As mentioned earlier, consistent hashing algorithm uses multiple markers for the nodes to map several smaller ranges of hash values instead of one big range. This has two positive effects: First, if the new node was to be added, that new node will gain more objects from all other existing nodes in the server, instead of just a few objects from a neighboring node – this results in more and smaller hash ranges. Likewise, if one of the existing node was to be removed, all objects that node was holding onto will be evenly distributed to the other existing nodes – results in less and larger hash ranges. Second, by doing this, the overall distribution of objects will be fairly even, meaning the weight among different nodes will be very close to evenly distributed – helps with load balancing.

alt text

Picture above shows several objects close to each other in terms of its hash value are distributed among different segments of the different drives. Multiple markers splits 4 big hash ranges into several smaller hash ranges and assigns them into all other drives.

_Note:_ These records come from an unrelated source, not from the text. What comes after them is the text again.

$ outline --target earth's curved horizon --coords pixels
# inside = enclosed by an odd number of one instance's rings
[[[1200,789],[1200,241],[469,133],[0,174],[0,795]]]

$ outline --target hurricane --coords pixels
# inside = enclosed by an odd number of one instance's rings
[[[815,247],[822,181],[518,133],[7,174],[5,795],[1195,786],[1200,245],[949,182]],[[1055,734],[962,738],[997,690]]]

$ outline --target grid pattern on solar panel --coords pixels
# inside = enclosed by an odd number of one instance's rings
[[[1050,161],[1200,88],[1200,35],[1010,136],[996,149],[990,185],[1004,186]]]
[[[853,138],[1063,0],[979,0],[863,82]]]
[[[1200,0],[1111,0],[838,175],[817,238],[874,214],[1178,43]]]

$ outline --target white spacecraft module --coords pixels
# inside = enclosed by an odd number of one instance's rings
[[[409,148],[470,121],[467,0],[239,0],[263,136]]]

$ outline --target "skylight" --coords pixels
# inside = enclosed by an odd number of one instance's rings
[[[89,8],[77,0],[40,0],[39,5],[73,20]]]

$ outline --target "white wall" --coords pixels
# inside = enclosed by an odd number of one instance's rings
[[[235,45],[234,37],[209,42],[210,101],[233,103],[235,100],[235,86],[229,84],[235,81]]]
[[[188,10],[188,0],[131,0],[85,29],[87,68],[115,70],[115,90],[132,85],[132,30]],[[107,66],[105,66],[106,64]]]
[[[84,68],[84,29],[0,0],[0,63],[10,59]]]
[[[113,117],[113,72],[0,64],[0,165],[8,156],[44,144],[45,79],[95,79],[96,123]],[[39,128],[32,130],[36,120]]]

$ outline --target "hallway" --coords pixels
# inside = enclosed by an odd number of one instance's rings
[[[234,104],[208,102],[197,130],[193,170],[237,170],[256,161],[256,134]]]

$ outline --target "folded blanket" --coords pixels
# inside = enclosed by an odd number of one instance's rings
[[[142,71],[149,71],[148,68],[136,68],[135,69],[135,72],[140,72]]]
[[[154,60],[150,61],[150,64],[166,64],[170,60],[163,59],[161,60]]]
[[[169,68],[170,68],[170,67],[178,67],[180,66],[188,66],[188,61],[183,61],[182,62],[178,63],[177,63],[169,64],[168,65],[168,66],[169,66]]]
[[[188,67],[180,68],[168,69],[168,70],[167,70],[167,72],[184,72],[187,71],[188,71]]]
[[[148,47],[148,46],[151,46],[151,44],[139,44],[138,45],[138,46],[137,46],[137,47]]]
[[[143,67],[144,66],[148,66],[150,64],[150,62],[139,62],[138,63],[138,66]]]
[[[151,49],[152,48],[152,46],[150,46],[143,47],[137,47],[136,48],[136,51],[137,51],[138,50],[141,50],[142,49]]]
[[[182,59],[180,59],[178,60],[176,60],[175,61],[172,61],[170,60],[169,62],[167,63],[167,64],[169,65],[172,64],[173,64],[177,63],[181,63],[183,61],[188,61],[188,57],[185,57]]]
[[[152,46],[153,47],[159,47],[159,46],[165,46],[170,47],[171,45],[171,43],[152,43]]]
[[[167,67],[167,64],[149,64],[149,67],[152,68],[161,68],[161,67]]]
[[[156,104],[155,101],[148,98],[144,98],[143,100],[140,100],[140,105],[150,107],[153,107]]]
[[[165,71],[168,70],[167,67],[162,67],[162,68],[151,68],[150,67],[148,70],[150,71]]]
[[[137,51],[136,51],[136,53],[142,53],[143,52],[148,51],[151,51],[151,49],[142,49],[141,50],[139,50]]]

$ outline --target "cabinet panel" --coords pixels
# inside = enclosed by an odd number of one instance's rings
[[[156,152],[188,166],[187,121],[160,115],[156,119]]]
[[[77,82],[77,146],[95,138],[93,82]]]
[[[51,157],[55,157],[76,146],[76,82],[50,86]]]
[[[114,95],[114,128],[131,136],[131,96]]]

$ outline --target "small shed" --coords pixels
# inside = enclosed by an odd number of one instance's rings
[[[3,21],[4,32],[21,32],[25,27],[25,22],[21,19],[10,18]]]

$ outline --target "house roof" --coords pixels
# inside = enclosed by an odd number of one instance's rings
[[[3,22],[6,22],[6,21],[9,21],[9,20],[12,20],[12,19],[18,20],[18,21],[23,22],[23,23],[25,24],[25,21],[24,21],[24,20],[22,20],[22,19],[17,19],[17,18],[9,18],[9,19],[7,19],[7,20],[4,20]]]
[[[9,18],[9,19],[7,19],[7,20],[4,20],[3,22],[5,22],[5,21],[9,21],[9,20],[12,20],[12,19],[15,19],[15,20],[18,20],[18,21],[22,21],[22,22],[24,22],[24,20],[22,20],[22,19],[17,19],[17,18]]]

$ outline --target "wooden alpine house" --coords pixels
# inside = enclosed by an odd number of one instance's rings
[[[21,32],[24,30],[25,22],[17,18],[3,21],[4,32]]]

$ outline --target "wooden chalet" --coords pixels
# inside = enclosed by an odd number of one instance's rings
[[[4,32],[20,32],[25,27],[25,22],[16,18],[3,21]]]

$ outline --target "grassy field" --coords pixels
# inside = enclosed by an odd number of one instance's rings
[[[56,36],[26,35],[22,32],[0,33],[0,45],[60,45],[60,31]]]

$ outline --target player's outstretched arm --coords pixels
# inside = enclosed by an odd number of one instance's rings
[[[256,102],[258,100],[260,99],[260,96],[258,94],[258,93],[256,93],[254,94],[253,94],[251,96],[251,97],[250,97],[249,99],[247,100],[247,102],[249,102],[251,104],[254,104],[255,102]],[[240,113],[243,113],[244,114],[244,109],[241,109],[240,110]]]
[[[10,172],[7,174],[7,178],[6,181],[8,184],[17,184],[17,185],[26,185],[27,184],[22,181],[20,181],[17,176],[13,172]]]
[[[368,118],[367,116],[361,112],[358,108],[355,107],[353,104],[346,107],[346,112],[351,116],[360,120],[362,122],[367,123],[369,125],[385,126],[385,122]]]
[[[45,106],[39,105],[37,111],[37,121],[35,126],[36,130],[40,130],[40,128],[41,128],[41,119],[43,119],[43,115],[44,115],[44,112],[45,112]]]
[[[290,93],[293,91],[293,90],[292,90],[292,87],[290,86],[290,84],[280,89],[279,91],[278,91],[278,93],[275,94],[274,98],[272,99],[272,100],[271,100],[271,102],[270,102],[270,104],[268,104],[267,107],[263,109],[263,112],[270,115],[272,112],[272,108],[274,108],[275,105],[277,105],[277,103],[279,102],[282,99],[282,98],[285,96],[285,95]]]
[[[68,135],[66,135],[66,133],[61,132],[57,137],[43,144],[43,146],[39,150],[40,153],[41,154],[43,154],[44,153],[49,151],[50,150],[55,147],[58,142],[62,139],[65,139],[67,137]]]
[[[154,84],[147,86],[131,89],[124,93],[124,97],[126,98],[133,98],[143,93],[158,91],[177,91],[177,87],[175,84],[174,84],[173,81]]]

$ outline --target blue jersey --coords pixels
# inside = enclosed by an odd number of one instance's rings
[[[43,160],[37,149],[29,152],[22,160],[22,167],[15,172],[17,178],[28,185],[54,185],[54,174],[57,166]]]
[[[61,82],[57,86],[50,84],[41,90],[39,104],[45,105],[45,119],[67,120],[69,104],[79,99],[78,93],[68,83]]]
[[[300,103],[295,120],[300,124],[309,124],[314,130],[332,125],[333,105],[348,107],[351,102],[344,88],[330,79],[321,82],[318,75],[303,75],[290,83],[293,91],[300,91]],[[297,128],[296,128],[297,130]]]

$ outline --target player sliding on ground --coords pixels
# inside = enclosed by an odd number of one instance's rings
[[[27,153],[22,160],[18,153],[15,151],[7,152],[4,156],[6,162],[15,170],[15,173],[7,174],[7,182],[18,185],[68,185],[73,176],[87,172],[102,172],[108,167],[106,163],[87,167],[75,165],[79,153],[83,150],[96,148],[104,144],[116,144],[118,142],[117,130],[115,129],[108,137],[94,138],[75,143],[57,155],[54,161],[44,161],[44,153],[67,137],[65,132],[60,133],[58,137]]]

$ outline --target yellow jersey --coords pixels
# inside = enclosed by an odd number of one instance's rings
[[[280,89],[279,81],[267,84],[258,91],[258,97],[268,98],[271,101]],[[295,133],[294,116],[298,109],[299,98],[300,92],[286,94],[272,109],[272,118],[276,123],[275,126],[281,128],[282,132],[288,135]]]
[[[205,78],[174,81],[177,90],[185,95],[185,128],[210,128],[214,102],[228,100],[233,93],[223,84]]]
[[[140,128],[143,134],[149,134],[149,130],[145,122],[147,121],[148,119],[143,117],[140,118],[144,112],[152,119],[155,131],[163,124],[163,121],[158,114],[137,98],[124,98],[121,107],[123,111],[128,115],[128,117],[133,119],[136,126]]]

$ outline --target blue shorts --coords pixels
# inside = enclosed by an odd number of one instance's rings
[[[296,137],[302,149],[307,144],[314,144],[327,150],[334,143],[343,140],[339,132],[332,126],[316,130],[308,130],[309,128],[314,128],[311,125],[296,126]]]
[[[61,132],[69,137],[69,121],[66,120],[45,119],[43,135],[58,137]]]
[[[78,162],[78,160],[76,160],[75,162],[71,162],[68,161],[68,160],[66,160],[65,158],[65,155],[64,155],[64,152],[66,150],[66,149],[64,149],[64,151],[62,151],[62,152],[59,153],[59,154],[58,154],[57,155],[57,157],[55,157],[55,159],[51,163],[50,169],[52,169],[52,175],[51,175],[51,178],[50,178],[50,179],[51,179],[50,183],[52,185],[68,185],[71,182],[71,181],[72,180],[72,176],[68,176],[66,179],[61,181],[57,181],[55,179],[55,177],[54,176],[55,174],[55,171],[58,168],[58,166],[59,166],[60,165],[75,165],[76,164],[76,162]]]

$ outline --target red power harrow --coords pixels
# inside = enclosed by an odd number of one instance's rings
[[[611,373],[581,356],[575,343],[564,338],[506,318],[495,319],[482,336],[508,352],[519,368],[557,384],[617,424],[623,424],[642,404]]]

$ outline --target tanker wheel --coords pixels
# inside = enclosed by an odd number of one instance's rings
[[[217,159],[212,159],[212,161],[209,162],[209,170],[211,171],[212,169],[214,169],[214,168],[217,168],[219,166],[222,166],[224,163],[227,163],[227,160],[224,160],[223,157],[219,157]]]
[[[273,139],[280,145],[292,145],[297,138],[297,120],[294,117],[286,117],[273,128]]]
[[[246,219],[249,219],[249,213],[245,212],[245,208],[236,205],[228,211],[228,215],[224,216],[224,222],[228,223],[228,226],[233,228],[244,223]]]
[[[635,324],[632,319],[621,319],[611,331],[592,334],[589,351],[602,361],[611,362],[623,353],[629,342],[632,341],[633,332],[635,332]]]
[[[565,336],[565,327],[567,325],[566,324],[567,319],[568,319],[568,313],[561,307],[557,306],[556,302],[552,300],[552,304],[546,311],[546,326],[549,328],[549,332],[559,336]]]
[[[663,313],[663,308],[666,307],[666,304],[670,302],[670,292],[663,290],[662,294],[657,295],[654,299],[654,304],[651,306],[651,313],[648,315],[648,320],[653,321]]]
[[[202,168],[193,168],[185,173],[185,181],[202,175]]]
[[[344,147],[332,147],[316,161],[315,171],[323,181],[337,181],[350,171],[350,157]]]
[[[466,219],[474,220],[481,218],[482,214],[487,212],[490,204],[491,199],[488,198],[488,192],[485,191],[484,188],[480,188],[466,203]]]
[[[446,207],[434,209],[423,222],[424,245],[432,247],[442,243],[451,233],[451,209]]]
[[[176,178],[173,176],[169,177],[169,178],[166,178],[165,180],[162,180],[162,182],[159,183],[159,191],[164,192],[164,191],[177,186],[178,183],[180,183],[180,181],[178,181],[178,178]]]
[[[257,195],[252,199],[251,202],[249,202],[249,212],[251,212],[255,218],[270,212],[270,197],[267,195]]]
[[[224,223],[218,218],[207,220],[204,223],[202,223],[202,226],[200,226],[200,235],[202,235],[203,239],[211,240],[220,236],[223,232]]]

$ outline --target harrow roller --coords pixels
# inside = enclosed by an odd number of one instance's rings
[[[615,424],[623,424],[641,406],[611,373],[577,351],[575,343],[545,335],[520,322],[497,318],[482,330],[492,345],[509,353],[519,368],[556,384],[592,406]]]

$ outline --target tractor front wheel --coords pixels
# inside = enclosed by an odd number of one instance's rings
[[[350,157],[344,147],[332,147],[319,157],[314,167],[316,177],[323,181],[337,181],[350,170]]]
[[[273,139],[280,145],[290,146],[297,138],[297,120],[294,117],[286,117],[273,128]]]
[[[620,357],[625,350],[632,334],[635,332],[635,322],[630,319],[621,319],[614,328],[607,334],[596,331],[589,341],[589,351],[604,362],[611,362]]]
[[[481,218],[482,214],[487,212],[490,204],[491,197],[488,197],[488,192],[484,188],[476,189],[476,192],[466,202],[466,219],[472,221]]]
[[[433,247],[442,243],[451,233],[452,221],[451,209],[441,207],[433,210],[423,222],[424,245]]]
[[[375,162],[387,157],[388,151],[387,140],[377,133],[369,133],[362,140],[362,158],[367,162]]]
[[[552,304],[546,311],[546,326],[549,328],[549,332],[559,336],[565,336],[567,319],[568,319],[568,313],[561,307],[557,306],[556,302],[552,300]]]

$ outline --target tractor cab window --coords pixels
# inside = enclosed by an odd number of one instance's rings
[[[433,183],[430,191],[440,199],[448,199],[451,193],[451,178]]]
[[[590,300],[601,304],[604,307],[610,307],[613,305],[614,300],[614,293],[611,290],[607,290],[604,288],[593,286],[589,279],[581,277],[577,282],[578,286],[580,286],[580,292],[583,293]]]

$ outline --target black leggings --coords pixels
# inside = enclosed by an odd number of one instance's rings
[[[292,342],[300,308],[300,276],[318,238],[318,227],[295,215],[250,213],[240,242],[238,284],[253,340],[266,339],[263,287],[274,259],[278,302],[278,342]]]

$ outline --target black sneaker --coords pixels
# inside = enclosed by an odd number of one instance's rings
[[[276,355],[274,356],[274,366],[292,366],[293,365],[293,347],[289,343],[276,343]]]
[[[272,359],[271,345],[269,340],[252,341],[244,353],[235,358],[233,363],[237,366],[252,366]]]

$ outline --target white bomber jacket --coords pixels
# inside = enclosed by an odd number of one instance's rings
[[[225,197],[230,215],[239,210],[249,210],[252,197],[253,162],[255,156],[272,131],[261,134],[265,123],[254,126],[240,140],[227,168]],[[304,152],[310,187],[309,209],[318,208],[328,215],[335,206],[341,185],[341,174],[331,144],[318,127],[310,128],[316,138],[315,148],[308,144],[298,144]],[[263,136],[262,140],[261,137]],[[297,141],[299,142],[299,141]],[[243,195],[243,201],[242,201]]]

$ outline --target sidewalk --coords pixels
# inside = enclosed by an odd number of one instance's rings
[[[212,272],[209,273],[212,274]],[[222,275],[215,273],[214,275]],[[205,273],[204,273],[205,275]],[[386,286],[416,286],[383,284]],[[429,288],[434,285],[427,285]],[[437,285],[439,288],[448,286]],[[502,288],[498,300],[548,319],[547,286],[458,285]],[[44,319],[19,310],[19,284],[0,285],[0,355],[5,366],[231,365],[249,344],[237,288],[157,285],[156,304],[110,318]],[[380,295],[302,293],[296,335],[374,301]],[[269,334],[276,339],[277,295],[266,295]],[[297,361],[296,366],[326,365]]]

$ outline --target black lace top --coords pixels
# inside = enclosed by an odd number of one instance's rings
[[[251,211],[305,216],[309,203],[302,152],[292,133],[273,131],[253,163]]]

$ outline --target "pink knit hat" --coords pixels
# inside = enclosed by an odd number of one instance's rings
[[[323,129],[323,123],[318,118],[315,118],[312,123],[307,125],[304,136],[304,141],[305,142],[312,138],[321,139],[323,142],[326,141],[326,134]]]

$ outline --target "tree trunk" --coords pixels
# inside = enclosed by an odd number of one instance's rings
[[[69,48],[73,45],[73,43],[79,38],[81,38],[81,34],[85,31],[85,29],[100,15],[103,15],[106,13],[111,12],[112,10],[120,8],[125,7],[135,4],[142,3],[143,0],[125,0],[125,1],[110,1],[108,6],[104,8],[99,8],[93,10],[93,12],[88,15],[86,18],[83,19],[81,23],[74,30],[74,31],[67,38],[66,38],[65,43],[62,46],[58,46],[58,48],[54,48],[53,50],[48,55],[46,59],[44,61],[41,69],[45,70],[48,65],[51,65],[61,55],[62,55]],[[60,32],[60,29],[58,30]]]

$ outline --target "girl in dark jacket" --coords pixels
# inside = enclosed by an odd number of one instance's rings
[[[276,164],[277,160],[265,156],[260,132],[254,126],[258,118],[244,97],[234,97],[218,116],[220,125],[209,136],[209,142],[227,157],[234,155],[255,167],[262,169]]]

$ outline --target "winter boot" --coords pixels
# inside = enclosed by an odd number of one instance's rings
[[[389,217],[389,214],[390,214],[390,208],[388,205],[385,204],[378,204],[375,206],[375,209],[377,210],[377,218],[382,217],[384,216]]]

Endpoint for getting a cached item from distributed cache

http://localhost:8080/cache?key=somekey

GET

Service find the redis system based on the key and reterieve the same from that redis system.

Sample Request

http://localhost:8080/cache?key=mailid.yt.com

where, key - request param represents the key stored in cache

Sample Response

{
    "key": "mailid.yt.com",
    "value": "this my mail url",
    "status": "retrieved from 127.0.0.1:6379"
}

Endpoint for setting an item in distributed cache

http://localhost:8080/cache

POST

Adds key and its value in distributed cache.

Sample Request

{
	"key":"mailid.yt.com",
	"value":"this my mail url"
}

where, key - key for the value value - value for the key

Sample Response

{
    "key": "mailid.yt.com",
    "value": "this my mail url",
    "status": "cached in 127.0.0.1:6379"
}

Endpoint for adding or removing cache system

http://localhost:8080/system

GET

Gets the list of redis cache system present in the distribution pool.

Sample Response

[
    {
        "host": "127.0.0.1",
        "port": "6379",
        "portNumber": 6379
    },
    {
        "host": "127.0.0.1",
        "port": "6380",
        "portNumber": 6380
    }
]
POST

Adds cache server to distribution list.

Sample Request

{
	"host":"127.0.0.1",
	"port":"6379"
}

where, host - ip address of the redis cache system port - port number of the redis cache system

Sample Response

System 127.0.0.1:6379 added successfully.

DELETE

Removes cache server from distribution list.

Sample Request

{
	"host":"127.0.0.1",
	"port":"6379"
}

where, host - ip address of the redis cache system port - port number of the redis cache system

Sample Response

System 127.0.0.1:6379 removed successfully.